Advanced imaging, specifically ultrasound, computed tomography (CT) and magnetic resonance imaging (MRI), is a mainstay in the evaluation and management of the ill or injured child in the emergency department (ED). Advances in technology, including rapid MRI protocols, have improved the accuracy, speed and accessibility of imaging.

Although the use of imaging has increased dramatically over time, studies show there have not been commensurate improvements in patient outcomes. In fact, many of the advanced imaging tests performed in the ED are considered to be low value, with the risks outweighing the net patient benefit.

A new AAP policy statement and technical report aim to assist clinicians in the use of advanced imaging in the care of the ill or injured child in the ED. Titled Optimizing Advanced Imaging of the Pediatric Patient in the Emergency Department, the statements are a multidisciplinary collaboration among the AAP, the American College of Emergency Physicians and the American College of Radiology.

The technical report includes a supplement that provides condition-specific imaging recommendations, including clinical guidelines and pathways from several children’s hospitals that can be useful for providers at the point of care.
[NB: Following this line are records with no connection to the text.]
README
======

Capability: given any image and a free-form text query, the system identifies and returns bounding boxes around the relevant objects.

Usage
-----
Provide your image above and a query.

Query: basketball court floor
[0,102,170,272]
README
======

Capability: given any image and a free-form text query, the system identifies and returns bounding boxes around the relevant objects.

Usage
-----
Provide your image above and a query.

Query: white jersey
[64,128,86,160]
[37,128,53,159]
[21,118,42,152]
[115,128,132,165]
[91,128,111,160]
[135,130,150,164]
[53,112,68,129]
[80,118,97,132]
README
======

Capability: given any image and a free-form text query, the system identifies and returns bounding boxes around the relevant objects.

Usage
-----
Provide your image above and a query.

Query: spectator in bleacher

The policy statement is available at, and the technical report is at Both will be published in the July issue of Pediatrics.

Risks of imaging

Risks associated with advanced imaging studies in children include radiation exposure from CT and the associated small but increased risk of future malignancy; testing that may result from false-positive and incidental findings; longer ED stays; transport from the ED, which is particularly relevant for critically ill or injured patients; risks associated with sedation in an uncooperative child; and financial costs to patients and the health system.
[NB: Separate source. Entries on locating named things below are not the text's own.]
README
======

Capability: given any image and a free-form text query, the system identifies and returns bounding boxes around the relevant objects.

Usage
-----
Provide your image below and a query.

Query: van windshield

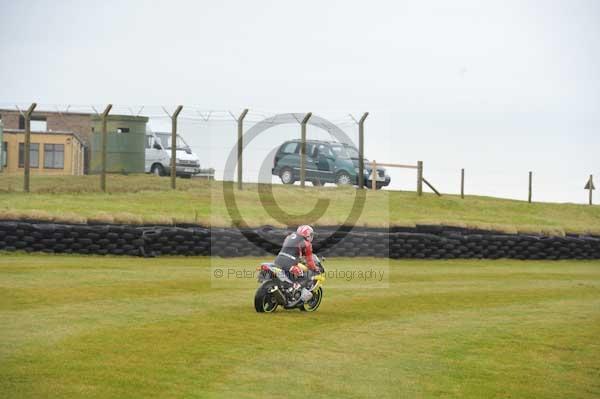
[331,144,358,159]
[156,133,190,151]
Imaging and pediatric readiness

Studies have shown that while the vast majority of children seek care at non-pediatric EDs, pediatric patients are responsible for only 20% of volumes in general EDs.  

EDs across the country strive to provide high-quality emergency care to children (pediatric readiness) through pediatric-specific competencies and policies and ensuring pediatric equipment and other resources are available. Ensuring high-quality, appropriate advanced imaging is an important aspect of pediatric readiness. Both ED-based and primary care providers have a responsibility to optimize advanced imaging to minimize risks and maximize benefits.
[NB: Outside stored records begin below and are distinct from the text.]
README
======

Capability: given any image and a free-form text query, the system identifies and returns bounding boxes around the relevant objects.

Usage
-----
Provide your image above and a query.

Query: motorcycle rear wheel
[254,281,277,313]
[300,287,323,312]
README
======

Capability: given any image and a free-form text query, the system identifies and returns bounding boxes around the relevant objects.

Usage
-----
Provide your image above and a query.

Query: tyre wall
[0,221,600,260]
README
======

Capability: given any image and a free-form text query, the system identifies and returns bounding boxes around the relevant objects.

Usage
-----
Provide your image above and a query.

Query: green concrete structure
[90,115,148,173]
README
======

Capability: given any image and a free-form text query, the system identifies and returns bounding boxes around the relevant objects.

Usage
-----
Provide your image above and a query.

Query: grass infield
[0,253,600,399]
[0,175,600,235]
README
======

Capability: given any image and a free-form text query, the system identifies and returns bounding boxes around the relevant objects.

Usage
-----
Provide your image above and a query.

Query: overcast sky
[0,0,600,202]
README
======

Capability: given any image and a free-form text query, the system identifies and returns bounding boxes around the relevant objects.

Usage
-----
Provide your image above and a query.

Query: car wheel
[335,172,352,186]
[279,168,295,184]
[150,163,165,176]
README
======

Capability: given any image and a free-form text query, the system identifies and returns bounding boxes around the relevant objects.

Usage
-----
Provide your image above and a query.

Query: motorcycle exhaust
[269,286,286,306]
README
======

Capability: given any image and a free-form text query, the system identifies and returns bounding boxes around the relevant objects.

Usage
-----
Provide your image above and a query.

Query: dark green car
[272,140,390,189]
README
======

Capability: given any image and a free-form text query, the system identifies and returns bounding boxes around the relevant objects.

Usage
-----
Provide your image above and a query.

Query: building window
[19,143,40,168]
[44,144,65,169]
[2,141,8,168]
Following are some of the recommendations in the policy statement. 

It is important for EDs to:

  • ensure that appropriate CT protocols and parameters that adhere to the ALARA (as low as reasonably achievable) principle are used for pediatric patients;
  • strive to provide ultrasound services as first-line imaging when indicated (e.g., appendicitis, nephrolithiasis); and
  • have policies for imaging consultation with a pediatric radiologist, general radiologist with expertise in pediatric imaging or pediatric subspecialist to minimize transfers that may require only imaging review.

Primary care physicians, physician assistants and nurse practitioners who refer patients for ED evaluation should:

  • be familiar with optimal imaging strategies for common pediatric conditions and
  • become knowledgeable about imaging resources at local EDs to guide decisions on where to refer patients, when appropriate.

Emergency physicians, physician assistants and nurse practitioners should:

  • have an understanding of evidence-based guidelines, such as the American College of Radiology Appropriateness Criteria and clinical decision rules that assist with risk stratification to assist with imaging decisions;
  • use shared decision-making strategies when more than one reasonable choice regarding imaging exists, e.g., immediate CT imaging, transfer to a pediatric center for ultrasound or discharge with return precautions for a patient with abdominal pain who is at low risk for appendicitis; and
  • defer imaging to the receiving facility when a child is being transferred, if the results will not affect management before or during the transfer. Such imaging delays definitive treatment, may increase the number of imaging studies performed and can result in higher radiation exposure and costs.

Dr. Marin is a lead author of the policy statement and technical report and is a former member of the AAP Committee on Pediatric Emergency Medicine.